Sensualité contagieuse

La Troupe Les Treize propose une adaptation nouvelle pour Les liaisons dangereuses de Christopher Hampton. Une pièce qui met sous les projecteurs l’envers des jeux de séduction avec élégance et sensualité.

Raphaël Létourneau

L’intrigue prend naissance dans la complicité qui lie le Vicomte de Valmont et Madame de Merteuil. Ces anciens amants prennent plaisir à s’adonner librement aux plaisirs charnels sans considérer l’amour comme étant une moralité. En échange de ses faveurs, Madame de Merteuil mettra au défi Valmont de courtiser la jeune Cécile de Volanges pour se venger d’un ex-amant. Celui-ci proposera plutôt une proie plus ardue, Madame de Tourvel, une jeune mariée fidèle et pure. Ainsi, les magouilles séductrices, les manipulations, les découvertes et la déchéance débutent progressivement.

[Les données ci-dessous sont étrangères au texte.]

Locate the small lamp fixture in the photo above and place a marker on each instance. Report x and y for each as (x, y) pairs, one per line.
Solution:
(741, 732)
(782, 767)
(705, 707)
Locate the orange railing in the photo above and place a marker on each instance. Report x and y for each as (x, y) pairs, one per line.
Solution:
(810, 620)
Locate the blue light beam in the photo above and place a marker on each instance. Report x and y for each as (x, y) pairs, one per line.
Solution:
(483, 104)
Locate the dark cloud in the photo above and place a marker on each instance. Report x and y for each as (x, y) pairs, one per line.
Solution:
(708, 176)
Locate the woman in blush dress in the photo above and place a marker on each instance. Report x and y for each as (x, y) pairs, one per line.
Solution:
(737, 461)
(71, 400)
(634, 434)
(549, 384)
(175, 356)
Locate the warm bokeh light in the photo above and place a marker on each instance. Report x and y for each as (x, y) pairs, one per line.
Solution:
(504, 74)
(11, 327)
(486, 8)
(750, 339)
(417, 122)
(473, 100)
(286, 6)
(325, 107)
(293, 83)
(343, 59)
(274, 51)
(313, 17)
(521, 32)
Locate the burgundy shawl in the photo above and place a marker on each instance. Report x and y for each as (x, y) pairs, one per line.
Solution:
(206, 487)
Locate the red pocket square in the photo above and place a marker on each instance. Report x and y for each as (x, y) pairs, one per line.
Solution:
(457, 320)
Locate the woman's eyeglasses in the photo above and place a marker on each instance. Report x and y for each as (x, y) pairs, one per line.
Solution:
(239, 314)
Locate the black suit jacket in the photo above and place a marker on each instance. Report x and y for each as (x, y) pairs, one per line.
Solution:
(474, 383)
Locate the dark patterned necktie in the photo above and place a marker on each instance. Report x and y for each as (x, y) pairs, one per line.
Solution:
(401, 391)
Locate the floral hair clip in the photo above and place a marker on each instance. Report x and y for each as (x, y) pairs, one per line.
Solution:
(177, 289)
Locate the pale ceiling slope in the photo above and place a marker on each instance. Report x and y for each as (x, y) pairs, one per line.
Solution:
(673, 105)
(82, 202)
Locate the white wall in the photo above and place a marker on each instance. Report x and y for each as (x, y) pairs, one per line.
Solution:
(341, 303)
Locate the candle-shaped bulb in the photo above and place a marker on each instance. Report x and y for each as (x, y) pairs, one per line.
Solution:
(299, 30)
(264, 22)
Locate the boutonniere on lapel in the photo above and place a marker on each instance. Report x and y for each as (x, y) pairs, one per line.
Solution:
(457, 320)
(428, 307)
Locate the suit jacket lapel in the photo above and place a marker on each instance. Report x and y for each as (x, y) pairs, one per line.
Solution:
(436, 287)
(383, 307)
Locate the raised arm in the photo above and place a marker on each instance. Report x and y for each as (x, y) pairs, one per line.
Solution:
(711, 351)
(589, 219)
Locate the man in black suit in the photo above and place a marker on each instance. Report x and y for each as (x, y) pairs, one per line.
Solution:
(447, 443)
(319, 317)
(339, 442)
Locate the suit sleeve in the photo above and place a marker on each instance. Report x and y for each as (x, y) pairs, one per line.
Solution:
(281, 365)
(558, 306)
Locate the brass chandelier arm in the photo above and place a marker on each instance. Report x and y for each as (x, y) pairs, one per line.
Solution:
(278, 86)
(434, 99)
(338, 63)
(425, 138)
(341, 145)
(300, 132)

L’atmosphère des Liaisons dangereuses explore l’aristocratie française et le snobisme caractéristique d’une élite au-dessus du monde. Un portrait intéressant qui démontre bien que la richesse et la noblesse ne sont pas synonymes d’éthique et de bonheur.

Voici du théâtre où chaque mot et chaque geste contiennent leur lot d’intensité. Le désir, l’érotisme et la sensualité transcendent chaque scène sans craindre la pudeur. Ainsi, la complicité entre les jeunes comédiens semble naturelle et pleine de charme. Impossible d’ignorer le talent remarquable de Xavier Gagné dans le rôle de Valmont et celui de Geneviève Décarie qui incarne avec brio Madame de Merteuil. Ce premier séduit à chaque mouvement et par sa maîtrise poignante du discours articulé. On succombe aisément sous son jeu minutieux et intelligent au point de se laisser berner tout comme les femmes qu’il aborde. La seconde revêt parfaitement le rôle de la femme fatale aux tentations cruelles. Elle incarne avec grâce cette femme libérée qui contrôle les hommes de ses charmes.

Ces comédiens ont, avec certitude,  un avenir prometteur. Ce talent sublime fait cependant un peu d’ombre aux autres comédiens qui ont, on ne peut le nier, un bagage tout à fait remarquable également. Cette iniquité dans la qualité du jeu est parfois flagrante, mais sans pour autant briser la saveur de la pièce.

Une embrouille dérangeante se retrouve au niveau de l’espace-temps. En effet, la musique qui oscille entre 1930 et 1960, les costumes de l’aristocratie française et les sauts dans le temps peuvent dérouter le public sur l’époque ciblée. D’une autre perspective, le changement des décors par les comédiens à de nombreuses reprises fait des coupures et des longueurs dans le rythme de la pièce. Heureusement, l’intrigue nourrit amplement la patience.

Les Liaisons dangereuses est du théâtre sensuel, parfois à la limite de l’érotisme, qui met de l’avant de jeunes comédiens talentueux. Cette pièce raconte les tortures du désir et de l’amour en interpellant l’être humain dans son intimité. Une occasion nouvelle de s’émerveiller devant les possibilités infinies et intemporelles de l’art.